When you move from another IMAP account into GMail, using the GMail online account import tool, everything looks great. Unfortunately when later copying mail somewhere else (e.g. iCloud) the received dates may show up incorrectly.
- Download email from Google Takeout - gives you an mbox file containing all mail. Unfortunately this loses any folder structure, but never mind.
- Examine the mbox file. The messages imported by gmail will have
additional headers, inserted at the top of each mail, e.g.
From 1245753982836402098@xxx Sat Aug 25 12:06:17 +0000 2007 Delivered-To: firstname.lastname@example.org Received: by 10.107.187.193 with SMTP id l184csp149097iof; Mon, 21 Sep 2015 16:49:31 -0700 (PDT) X-Received: by 10.107.170.32 with SMTP id t32mr30219550ioe.173.1442879371734; Mon, 21 Sep 2015 16:49:31 -0700 (PDT) Received: from 303668833448.apps.googleusercontent.com named unknown by gmailapi.google.com with HTTPREST; Mon, 21 Sep 2015 19:49:31 -0400 Received: from web38814.mail.mud.yahoo.com (184.108.40.206) by spam2.34sp.com with SMTP; 25 Aug 2007 13:13:01 +0100
The original Received header shows the message was received 25 Aug 2007. Unfortunately clients other than gmail will display the 21 Sep 2015 date in the Received headers added by gmail.
To fix this remove the Gmail headers from each message in the mbox file. Can be accomplished with some creative regex e.g. in sublime text. The headers vary a little between imports I've seen. The fixed mbox file can then be imported into a mail client.
After using a number of different clients to move mail around over several years (Thunderbird, Outlook, OSX Mail, Windows Live Mail) I've often seen some MIME multipart emails, with HTML and attachments become broken. The message is moved or copied but will no longer display properly - I see the raw source of all the MIME parts, cannot view attachments etc.
The problem turns out that somehow the clients or servers inserted spurious Content-Type headers, above the original Content-Type header for the MIME mail. The added header prevents the message being read correctly.

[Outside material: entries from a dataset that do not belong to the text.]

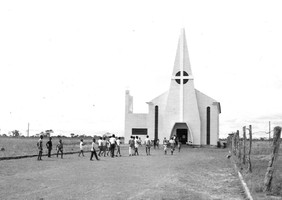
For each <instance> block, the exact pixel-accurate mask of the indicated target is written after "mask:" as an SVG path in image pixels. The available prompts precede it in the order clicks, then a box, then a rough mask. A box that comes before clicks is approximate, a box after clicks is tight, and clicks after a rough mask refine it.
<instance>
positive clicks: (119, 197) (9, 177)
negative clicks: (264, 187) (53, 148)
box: [0, 146, 244, 200]
mask: <svg viewBox="0 0 282 200" xmlns="http://www.w3.org/2000/svg"><path fill="white" fill-rule="evenodd" d="M121 154H122V156H121V157H115V158H111V157H101V158H100V161H96V160H94V161H89V157H90V153H86V154H85V157H78V155H77V154H70V155H65V156H64V159H60V158H57V157H56V156H52V157H51V158H47V157H46V156H45V157H43V160H42V161H37V160H36V158H24V159H14V160H2V161H0V199H3V200H12V199H21V200H24V199H28V200H33V199H34V200H40V199H44V200H52V199H54V200H55V199H56V200H57V199H62V200H64V199H66V200H67V199H68V200H70V199H72V200H75V199H77V200H83V199H85V200H86V199H97V200H99V199H102V200H111V199H113V200H125V199H128V200H144V199H151V200H164V199H166V200H175V199H190V200H227V199H228V200H243V199H244V194H243V193H242V189H241V186H240V181H239V180H238V177H237V174H236V173H235V171H234V169H233V165H232V164H231V162H230V160H228V159H227V158H226V154H227V149H211V148H188V147H183V149H182V151H181V152H180V153H179V152H175V153H174V155H170V154H168V155H164V153H163V151H162V149H156V150H154V149H152V150H151V156H146V154H145V148H144V146H142V147H140V149H139V154H140V155H139V156H130V157H129V156H128V147H127V146H123V147H122V149H121Z"/></svg>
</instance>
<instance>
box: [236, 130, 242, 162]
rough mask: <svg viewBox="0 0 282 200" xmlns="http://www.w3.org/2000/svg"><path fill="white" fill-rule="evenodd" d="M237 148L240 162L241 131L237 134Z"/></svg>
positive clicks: (238, 131) (236, 145)
mask: <svg viewBox="0 0 282 200" xmlns="http://www.w3.org/2000/svg"><path fill="white" fill-rule="evenodd" d="M236 142H237V144H236V146H237V157H238V159H239V161H240V157H241V150H240V136H239V130H237V132H236Z"/></svg>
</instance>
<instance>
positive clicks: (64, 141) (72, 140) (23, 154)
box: [0, 137, 92, 157]
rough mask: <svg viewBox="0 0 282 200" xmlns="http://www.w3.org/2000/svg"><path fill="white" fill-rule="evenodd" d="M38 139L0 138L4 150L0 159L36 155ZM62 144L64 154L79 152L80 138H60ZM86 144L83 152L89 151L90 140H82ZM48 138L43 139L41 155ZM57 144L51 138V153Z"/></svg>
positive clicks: (45, 144) (89, 138)
mask: <svg viewBox="0 0 282 200" xmlns="http://www.w3.org/2000/svg"><path fill="white" fill-rule="evenodd" d="M38 139H39V138H23V137H19V138H16V137H0V148H4V149H5V151H0V157H13V156H25V155H35V154H37V153H38V149H37V146H36V144H37V141H38ZM61 139H62V141H63V144H64V152H73V151H79V142H80V138H61ZM83 140H84V142H85V143H86V146H85V150H86V151H87V150H90V146H91V142H92V140H91V138H85V139H83ZM47 141H48V138H44V139H43V153H44V154H46V153H47V148H46V142H47ZM58 142H59V138H56V137H54V138H52V143H53V151H52V153H55V151H56V145H57V144H58Z"/></svg>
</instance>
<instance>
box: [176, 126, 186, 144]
mask: <svg viewBox="0 0 282 200" xmlns="http://www.w3.org/2000/svg"><path fill="white" fill-rule="evenodd" d="M176 137H177V138H178V139H179V142H181V143H182V144H186V143H187V142H188V130H187V129H176Z"/></svg>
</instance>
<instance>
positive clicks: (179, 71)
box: [166, 29, 201, 144]
mask: <svg viewBox="0 0 282 200" xmlns="http://www.w3.org/2000/svg"><path fill="white" fill-rule="evenodd" d="M166 113H167V115H168V116H169V117H168V118H169V120H170V121H171V122H177V123H182V124H186V125H187V126H188V127H189V128H190V130H191V136H192V138H193V136H195V135H199V137H194V141H193V142H194V143H196V144H197V143H198V144H200V138H201V137H200V135H201V134H200V127H201V121H200V113H199V109H198V102H197V97H196V92H195V88H194V80H193V76H192V70H191V64H190V59H189V54H188V47H187V42H186V37H185V30H184V29H181V32H180V37H179V40H178V45H177V52H176V56H175V61H174V67H173V72H172V78H171V83H170V89H169V93H168V97H167V106H166ZM191 122H193V123H192V124H191ZM167 126H168V127H167V128H168V129H169V126H172V127H173V126H174V125H173V124H167Z"/></svg>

From: xxxxxxx <email@example.com> Sender: <firstname.lastname@example.org> To: "xxxxxx" References: <df696fdc-b801-4be8-bcb0-f3d59169dcba@SwitchService> Date: Wed, 11 Sep 2013 16:19:50 -0500 Message-ID: <06460AE9-3D64-4422-88A2-C05D869A22BC@xxxxxxxxx> MIME-Version: 1.0 Content-Type: text/plain; charset="iso-8859-1" Content-Transfer-Encoding: 7bit X-Mailer: Microsoft Outlook 15.0 Content-Language: en-us X-Google-Sender-Auth: 1IItZObPtrZmxbo-5dealV_naxQ Content-type: multipart/alternative; boundary="B_3521739430_567641463" > This message is in MIME format. Since your mail reader does not understand this format, some or all of this message may not be legible. --B_3521739430_567641463 Content-type: text/plain; charset="UTF-8" Content-transfer-encoding: 7bit
In an email client I see all the source, from the original MIME Content-Type header…
Content-type: multipart/alternative; boundary="B_3521739430_567641463"
… which is being overridden by the header further up, which has crept in at some point:
MIME-Version: 1.0 Content-Type: text/plain; charset="iso-8859-1" Content-Transfer-Encoding: 7bit
Once this block is removed the message is correctly recognized as MIME multipart, and displays properly. This can also be fixed in an mbox file with some find and replace.